Holy Smokes! They're all wonderful, but my favorite is the last. Wow!


----------



## rik6230 (Jan 8, 2008)

Thank you 



coppers-mom said:


> Beautiful pictures and of course a beautiful, powerful, fun loving dog!
> Really nice photos. I'm afraid the great pictures require too much commitment (lying in cold mud?!) so I'll just have to look at yours.


The mud is not only cold but also dirty :yuck: but I love it.




sharlin said:


> Rik - are you setting up beforehand and having someone throw a ball or a retrieve?? Also are you prefocusing on exit point? Those are remarkable pictures and obvioulsy trying to pick your brain a little.
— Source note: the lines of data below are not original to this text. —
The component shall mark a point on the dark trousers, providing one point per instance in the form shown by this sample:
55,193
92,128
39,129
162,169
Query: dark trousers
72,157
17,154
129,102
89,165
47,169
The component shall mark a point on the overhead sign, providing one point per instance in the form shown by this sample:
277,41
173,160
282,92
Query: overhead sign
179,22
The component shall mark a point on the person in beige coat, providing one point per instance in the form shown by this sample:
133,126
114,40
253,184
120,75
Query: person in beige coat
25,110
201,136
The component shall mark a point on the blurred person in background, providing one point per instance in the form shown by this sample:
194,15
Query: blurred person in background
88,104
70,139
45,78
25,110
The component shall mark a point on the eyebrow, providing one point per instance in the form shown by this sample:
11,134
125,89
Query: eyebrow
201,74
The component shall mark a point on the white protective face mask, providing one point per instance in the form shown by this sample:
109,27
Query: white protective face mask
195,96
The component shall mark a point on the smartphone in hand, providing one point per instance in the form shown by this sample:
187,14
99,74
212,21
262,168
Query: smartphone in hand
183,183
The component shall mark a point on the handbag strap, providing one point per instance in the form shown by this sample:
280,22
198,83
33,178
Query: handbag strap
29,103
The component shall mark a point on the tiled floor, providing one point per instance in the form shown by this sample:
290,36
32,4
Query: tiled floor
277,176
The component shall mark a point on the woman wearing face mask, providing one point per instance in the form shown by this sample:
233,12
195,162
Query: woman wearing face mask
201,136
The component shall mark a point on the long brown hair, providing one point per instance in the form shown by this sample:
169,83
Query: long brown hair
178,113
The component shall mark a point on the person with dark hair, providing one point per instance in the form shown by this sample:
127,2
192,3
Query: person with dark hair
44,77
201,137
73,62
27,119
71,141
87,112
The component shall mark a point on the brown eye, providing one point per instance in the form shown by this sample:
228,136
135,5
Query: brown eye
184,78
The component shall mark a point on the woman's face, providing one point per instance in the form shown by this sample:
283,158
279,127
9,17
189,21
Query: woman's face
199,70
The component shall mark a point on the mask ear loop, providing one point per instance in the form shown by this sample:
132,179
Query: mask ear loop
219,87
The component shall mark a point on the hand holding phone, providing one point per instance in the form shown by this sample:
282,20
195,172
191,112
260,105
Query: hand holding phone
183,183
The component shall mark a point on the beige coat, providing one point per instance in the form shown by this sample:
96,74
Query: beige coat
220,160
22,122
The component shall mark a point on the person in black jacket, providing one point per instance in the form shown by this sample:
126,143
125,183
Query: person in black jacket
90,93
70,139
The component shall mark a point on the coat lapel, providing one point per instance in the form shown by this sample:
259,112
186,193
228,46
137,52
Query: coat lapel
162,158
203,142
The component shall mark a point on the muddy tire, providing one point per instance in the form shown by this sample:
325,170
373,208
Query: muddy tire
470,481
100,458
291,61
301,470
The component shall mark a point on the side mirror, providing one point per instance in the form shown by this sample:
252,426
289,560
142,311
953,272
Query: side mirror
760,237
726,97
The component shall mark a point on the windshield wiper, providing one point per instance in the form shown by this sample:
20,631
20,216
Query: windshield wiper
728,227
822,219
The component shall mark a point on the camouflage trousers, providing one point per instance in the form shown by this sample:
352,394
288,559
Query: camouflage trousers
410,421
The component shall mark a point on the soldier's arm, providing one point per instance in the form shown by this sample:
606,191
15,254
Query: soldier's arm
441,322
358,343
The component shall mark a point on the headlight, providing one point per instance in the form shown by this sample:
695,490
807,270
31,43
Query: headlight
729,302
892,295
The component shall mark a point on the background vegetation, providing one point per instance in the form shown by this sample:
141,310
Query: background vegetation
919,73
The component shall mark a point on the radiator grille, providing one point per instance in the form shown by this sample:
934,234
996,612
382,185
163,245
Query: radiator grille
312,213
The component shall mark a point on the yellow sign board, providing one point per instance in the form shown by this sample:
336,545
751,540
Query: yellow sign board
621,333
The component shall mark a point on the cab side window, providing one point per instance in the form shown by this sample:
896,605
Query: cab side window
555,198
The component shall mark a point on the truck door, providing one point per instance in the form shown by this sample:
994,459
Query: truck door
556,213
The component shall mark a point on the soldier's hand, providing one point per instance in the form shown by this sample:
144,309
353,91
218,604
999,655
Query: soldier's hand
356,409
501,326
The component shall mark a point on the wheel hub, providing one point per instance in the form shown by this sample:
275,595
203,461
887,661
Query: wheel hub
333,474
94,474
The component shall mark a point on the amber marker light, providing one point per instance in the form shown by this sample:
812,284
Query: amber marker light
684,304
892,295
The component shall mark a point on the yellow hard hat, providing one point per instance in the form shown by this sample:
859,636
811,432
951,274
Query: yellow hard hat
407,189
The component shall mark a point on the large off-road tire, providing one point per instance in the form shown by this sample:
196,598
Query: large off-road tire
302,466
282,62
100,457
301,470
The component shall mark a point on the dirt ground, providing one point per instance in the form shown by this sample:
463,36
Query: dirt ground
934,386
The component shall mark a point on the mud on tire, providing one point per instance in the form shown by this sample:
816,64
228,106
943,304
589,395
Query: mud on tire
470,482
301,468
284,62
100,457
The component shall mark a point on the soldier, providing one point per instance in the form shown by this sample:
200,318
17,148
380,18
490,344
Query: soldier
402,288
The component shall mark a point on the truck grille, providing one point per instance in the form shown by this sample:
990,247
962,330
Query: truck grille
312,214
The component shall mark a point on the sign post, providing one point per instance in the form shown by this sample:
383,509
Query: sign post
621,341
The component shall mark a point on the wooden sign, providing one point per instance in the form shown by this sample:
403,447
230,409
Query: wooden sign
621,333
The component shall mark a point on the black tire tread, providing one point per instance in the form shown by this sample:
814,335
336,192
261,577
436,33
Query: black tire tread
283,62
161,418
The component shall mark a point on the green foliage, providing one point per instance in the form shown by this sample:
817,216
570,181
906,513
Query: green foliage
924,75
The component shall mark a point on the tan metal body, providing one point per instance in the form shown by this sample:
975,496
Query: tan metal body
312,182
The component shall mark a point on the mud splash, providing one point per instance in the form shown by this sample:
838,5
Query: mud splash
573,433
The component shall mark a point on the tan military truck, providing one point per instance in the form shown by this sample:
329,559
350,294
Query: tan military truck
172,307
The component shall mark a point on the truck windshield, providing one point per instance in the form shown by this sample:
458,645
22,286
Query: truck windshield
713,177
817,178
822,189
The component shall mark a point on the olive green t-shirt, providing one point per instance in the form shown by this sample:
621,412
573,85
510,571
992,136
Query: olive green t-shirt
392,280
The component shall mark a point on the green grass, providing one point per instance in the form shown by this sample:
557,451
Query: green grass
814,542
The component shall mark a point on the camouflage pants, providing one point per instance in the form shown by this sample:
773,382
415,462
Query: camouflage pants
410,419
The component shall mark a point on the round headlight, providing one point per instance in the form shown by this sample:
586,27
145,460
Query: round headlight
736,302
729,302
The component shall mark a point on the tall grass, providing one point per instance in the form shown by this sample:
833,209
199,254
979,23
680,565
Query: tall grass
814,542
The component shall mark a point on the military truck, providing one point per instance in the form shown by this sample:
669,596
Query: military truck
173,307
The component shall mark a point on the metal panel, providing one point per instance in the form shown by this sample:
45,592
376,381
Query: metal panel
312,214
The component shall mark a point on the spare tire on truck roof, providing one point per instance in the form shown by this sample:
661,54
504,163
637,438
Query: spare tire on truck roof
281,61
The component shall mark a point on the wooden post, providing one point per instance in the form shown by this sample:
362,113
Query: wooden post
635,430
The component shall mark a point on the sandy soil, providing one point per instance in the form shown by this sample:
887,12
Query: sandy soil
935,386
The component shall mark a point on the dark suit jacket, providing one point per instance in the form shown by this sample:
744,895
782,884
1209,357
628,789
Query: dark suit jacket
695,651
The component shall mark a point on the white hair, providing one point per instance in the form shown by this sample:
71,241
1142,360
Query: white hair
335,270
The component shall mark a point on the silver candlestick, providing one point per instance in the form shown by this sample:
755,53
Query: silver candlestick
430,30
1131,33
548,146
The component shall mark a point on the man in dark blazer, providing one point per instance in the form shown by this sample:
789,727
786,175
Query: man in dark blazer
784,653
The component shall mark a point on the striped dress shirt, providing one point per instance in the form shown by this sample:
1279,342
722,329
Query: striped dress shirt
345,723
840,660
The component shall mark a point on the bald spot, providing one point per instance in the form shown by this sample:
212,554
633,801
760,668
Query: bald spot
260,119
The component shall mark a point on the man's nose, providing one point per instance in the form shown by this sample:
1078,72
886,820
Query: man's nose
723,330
Yes my daughter throws a ball , but I didn't prefocus at the exit point. I used the Nikkor 70 200 2.8 AFS VR. This lens is focussing incredible fast. But I believe in this angle almost every lens is fast enough (focus) for a good result. It would be much more difficult if the dog is running into your direction like this one.


----------



## Champ (Jun 10, 2006)

Great photos! I wish Champ would dart through water like that so I could *attempt* to get photos like that!! My favorite is the last one!


----------



## Abbydabbydo (Jan 31, 2007)

Excellent shots! I love the water blanket! And I love my Nikon, but it is not your equipment, it is your skill.


----------



## LaineysMama (Sep 30, 2008)

I'm sure I can't say anything that hasn't already been mentioned, but as an amateur photographer brand new to using a DSLR, these are really inspiring! I'm still learning what the terminology even means, let alone learning to use it to craft amazing images!

Paco's intensity and focus are truly impressive! What a beautiful dog!


----------



## Hudson (May 18, 2005)

Rik- amazing shots, I just love your photography! and Paco!


----------